I have used it a few times and so far I have not seen an instance in which it did not give me the minimal polynomial over $\Bbb{Q}$.
The method is the following: For an element $a \notin \Bbb{Q}$ set $a=X$ and use arithmetic operations until we get an expression that looks like $p=0$ where $p \in \Bbb{Q}[X]$.
Example with $p=\sqrt2$:
$$X=\sqrt2 \iff X^2=2 \iff X^2-2=0$$
Example with $\sqrt3+\sqrt5$:
$$X=\sqrt3+\sqrt5 \iff X^2=8+2\sqrt{15}\iff (X^2-8)^2=60 \iff X^4 - 16 X^2 + 4=0$$
Example with $\sqrt3+ \sqrt[3]2$:
$$X=\sqrt3+ \sqrt[3]2 \iff (X-\sqrt3)^3=2 \iff X^3- 3 \sqrt3 X^2 + 9 X- 3 \sqrt3=2 \iff$$
$$(X^3 +9X -2)^2 = (3 \sqrt3 X^2+3 \sqrt3)^2 \iff$$
$$X^6 + 18 X^4 - 4 X^3 + 81 X^2 - 36 X + 4 = 27 X^4 + 54 X^2 + 27 \iff$$
$$X^6 - 9 X^4 - 4 X^3 + 27 X^2 - 36 X - 23=0$$
It is clear that the resulting polynomial will be normed and have $a$ as its root, but the last two examples are not obviously irreducible. Can I rely on this method to give me the minimal polynomials?

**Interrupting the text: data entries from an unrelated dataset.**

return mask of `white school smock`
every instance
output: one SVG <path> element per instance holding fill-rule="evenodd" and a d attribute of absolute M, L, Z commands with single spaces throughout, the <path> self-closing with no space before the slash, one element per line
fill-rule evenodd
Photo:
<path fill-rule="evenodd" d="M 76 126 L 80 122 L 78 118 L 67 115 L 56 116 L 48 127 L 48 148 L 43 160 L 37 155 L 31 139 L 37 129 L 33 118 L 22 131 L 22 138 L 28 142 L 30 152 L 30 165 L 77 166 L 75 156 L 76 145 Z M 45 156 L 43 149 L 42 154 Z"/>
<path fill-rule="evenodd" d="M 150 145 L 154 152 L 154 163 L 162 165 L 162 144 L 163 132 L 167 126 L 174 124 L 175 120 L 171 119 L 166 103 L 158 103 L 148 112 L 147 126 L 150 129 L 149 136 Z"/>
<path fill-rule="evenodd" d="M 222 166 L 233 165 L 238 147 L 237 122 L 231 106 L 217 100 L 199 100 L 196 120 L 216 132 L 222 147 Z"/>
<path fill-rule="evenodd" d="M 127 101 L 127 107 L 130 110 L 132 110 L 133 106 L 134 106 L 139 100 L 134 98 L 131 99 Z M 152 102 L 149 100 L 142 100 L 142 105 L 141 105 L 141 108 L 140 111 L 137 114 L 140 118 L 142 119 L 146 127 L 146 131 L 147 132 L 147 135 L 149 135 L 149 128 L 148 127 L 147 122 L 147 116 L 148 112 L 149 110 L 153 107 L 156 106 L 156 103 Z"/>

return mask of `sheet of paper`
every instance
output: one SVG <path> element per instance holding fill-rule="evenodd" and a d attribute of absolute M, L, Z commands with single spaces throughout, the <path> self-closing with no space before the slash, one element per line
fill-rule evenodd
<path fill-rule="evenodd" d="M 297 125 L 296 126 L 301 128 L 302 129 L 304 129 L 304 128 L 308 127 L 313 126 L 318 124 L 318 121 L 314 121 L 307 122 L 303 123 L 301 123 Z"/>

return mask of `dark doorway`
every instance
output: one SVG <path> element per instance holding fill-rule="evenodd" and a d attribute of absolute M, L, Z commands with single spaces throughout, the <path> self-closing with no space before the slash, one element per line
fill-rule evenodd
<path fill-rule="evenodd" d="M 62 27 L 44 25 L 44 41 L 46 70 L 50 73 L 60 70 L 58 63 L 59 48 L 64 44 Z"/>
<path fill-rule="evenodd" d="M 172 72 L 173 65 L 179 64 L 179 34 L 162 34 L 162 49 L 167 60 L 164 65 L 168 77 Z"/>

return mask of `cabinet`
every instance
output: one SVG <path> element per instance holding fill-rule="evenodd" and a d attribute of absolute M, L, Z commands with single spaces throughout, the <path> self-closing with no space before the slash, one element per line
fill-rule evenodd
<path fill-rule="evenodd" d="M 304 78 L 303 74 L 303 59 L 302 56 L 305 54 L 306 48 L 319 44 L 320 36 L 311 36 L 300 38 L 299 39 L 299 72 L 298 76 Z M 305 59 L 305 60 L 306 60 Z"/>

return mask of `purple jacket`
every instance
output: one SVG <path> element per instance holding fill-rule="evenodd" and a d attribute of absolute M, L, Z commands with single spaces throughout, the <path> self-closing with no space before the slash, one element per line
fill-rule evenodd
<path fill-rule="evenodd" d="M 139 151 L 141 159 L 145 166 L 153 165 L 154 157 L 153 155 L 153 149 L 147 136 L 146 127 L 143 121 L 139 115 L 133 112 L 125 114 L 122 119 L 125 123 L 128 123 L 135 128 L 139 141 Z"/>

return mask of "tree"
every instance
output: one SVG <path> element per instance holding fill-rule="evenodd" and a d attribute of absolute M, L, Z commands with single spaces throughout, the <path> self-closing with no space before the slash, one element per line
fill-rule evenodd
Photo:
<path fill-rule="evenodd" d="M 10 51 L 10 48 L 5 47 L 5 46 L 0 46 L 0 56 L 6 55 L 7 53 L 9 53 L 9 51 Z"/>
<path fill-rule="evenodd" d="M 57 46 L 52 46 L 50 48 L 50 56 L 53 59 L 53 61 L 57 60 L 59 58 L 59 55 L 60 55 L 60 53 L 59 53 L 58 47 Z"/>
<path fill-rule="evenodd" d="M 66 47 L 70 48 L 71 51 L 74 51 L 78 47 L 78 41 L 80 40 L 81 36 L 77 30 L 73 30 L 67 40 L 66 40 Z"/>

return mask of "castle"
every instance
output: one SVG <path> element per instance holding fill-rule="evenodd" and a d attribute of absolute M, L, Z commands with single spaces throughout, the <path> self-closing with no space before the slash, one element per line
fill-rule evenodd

For example, suppose you set $X = \sqrt{3 + 2\sqrt{2}}$, and you try to find the minimal polynomial using $X^2 = 3 + 2\sqrt{2}$; $X^2 - 3 = 2\sqrt{2}$; $(X^2 - 3)^2 = 8 = X^4 - 6X^2 + 9$; $X^4 - 6X^2 + 1 = 0$. Your method would thus find $X^4 - 6X^2 + 1$ as the minimal polynomial.
However, secretly, $X$ is actually equal to $1 + \sqrt{2}$, which has minimal polynomial $X^2 - 2X - 1$. In fact, $X^4 - 6X^2 + 1$ is not irreducible over $\mathbb{Q}$, since $X^4 - 6X^2 + 1 = (X^2 - 1)^2 - 4X^2 = (X^2 - 2X - 1) (X^2 + 2X - 1)$.